En uno de esos momentos luminosos que pasan como relámpagos fugitivos hasta en las inteligencias más obtusas, la pobre mujer tuvo la visión de la eterna injusticia de la vida. El sacrificio del hijo de la gleba en aras del placer del prócer. No sólo se le pide el sudor de su frente y el aniquilamiento de sus fuerzas en trabajos brutales, sino lo más sagrado que debería ser para él: la vida de sus propios hijos. Por el rico y para el rico la madre será peor que la loba y que la misma serpiente: les robará la savia de su pecho rebosante y pletórico de vida para ofrecerlo al niño del poderoso.

Una llamarada de indignación le quema el alma. Sus manos se agitan convulsas cuando un pensamiento espantoso pasa por su imaginación calenturienta, cuando rememora escenas pasadas. Pero su conciencia no está tampoco muy quieta. ¿Por qué se dejó ofuscar por el ofrecimiento de un puñado de monedas, mucha comida, comodidades y holganza, abandonando al hijo que con sus senos llenaba de salud y de vida? Cuando quiso corregir su error, era tarde. La llamaron para que fuera a verlo, después de muchos meses de ausencia, y de su humilde casucha, a orillas de la ciudad, regresó llorando y transida de dolor. Su hijito, triste momia perdida entre unos helados pañales, con su cara envejecida muy arrugada y doliente, con sus ojos apagados y quebradizos donde apenas quedaban señales de vida.

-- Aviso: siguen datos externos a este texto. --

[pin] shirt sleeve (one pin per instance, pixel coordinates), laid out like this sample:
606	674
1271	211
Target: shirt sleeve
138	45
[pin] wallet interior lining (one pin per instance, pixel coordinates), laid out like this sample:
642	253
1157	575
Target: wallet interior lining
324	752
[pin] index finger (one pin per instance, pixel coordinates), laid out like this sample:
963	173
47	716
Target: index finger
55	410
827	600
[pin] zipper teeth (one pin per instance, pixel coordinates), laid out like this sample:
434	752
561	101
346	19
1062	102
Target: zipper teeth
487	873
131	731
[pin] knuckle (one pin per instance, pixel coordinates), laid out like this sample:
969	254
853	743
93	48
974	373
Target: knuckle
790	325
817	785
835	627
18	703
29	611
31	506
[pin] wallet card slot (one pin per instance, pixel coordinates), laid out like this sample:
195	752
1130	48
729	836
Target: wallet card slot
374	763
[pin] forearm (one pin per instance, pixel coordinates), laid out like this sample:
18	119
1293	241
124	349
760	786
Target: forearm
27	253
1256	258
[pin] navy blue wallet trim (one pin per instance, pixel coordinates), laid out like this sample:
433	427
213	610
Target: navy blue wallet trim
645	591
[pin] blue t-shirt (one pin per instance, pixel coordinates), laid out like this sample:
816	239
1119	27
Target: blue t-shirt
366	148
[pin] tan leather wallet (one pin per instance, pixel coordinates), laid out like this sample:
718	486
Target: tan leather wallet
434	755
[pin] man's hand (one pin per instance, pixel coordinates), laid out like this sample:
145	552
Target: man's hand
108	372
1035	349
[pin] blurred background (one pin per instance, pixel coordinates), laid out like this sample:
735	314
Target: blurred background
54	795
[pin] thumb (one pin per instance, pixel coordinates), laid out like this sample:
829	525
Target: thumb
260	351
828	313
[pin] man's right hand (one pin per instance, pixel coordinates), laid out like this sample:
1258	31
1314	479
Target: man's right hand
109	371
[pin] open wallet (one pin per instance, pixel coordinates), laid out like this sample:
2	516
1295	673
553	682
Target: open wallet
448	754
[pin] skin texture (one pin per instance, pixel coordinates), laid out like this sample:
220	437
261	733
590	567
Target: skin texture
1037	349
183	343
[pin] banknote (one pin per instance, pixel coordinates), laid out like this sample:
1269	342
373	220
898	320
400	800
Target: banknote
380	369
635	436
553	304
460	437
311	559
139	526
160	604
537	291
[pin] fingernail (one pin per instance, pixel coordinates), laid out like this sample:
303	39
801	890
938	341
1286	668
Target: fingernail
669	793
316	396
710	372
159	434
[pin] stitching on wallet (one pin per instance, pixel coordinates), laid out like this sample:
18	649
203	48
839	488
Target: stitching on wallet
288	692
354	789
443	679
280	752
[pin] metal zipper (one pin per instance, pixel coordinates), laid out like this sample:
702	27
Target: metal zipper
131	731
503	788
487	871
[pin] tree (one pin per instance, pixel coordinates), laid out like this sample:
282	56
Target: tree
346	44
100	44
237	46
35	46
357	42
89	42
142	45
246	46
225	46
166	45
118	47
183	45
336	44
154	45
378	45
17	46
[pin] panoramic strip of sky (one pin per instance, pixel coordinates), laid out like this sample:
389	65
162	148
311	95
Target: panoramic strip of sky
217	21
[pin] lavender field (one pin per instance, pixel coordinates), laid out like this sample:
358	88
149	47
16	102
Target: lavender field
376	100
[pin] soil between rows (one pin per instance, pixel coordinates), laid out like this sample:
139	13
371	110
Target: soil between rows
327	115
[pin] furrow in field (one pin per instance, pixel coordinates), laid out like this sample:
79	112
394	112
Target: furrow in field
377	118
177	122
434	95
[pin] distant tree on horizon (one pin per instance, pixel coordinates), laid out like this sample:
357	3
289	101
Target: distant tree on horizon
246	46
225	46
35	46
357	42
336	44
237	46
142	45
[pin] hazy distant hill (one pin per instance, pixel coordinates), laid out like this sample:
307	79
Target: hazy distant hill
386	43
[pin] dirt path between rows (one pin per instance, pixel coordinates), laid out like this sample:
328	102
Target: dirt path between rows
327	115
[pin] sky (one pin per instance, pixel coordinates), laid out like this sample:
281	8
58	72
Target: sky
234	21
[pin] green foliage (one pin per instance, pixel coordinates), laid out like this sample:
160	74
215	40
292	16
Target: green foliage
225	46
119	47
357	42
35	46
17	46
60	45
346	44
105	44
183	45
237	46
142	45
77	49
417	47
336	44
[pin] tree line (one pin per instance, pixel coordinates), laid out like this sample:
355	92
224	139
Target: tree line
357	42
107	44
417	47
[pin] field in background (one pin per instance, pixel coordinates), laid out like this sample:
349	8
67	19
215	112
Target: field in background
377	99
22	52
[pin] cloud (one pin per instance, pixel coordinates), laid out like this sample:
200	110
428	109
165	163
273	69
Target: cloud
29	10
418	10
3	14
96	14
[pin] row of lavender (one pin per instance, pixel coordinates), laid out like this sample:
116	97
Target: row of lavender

—Imprudente, nuestro bebé se va a enfermar con tantos lloriqueos.

Y se le prohibió terminantemente volver a su niño. En vano la pobre madre protesta y hace venir al marido.

—Sea por Dios, hija… le debemos muchos favores al amo y no nos podemos negar.

Y desde entonces no había vuelto a ver a su hijito hasta esa noche en que, por compasión, una vieja criada le facilitó la escapatoria mientras “los señores recibían”.

¡Cogerlo por el cuello y allí mismo ahogarlo!

Cocharon sus dientes, una oleada de sangre bañó su cabeza, se le crisparon las manos y sus oídos zumbaron. Con los ojos espantosamente abiertos se acercó más aún. El bebé se removió en su blando lecho, abrió los ojos y reconociendo a su nana le sonrió dulcemente, quedándose instantáneamente dormido otra vez.